C.2 Inserting Equations in Powerpoint Presentations

The two tools most commonly used for presenting talks – Microsoft Powerpoint and OpenOffice Impress – have no facility for importing text rendered in LaTeX into slides. This is a frustration for those who work in mathematical disciplines, where it is necessary for talks to include equations. More generally, it is a frustration for anyone who works in a field with notation which makes use of non-standard characters.
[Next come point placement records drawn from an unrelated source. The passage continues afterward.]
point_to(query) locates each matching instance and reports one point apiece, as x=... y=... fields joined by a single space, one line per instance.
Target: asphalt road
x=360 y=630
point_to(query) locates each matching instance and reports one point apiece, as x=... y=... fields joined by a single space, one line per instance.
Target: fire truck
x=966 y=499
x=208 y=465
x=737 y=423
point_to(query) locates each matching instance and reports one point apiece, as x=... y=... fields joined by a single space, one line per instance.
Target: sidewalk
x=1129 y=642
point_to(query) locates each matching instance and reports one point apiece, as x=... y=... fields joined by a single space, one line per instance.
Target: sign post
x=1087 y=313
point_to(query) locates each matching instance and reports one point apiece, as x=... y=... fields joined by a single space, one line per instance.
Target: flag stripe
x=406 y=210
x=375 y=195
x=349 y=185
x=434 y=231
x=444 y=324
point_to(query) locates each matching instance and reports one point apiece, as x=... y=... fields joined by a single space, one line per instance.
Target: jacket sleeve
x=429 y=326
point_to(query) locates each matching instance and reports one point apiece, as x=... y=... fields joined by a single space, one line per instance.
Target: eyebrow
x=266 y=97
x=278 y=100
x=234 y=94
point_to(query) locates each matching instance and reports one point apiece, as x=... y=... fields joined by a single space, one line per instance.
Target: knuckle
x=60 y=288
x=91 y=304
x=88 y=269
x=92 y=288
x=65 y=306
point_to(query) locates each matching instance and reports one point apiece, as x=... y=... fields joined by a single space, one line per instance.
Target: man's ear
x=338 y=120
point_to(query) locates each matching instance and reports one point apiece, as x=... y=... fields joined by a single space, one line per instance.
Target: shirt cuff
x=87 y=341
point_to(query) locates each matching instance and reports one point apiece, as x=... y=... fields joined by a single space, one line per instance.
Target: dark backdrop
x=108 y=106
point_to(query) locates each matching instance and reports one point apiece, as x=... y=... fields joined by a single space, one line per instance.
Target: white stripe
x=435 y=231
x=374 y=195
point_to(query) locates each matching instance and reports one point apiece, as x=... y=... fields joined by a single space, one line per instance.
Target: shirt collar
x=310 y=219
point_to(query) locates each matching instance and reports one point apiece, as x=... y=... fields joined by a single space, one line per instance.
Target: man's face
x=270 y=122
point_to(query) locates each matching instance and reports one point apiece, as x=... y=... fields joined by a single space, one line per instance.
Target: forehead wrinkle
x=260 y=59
Powerpoint does include its own Equation Editor, but its output is considerably less professional than that produced by LaTeX.

It is possible to import graphic images into Powerpoint, but it cannot read images in postscript format, the format in which LaTeX produces its output.

PyXPlot’s gif and png terminals provide a fix for this problem, as the following example demonstrates:

set term transparent noantialias gif ; set dpi 300
set output 'equation.gif' ; set multiplot

# Render the Planck blackbody formula in LaTeX
set textcolour yellow
text '$B_\nu = \frac{8\pi h}{c^3} \
\frac{\nu^3}{\exp \left( h\nu / kT \right) -1 }$' at 0,0
text 'The Planck Blackbody Formula:' at 0 , 0.75

The result is a gif image of the desired equation, with yellow text on a transparent background. This can readily be imported into Powerpoint and re-scaled to the desired size.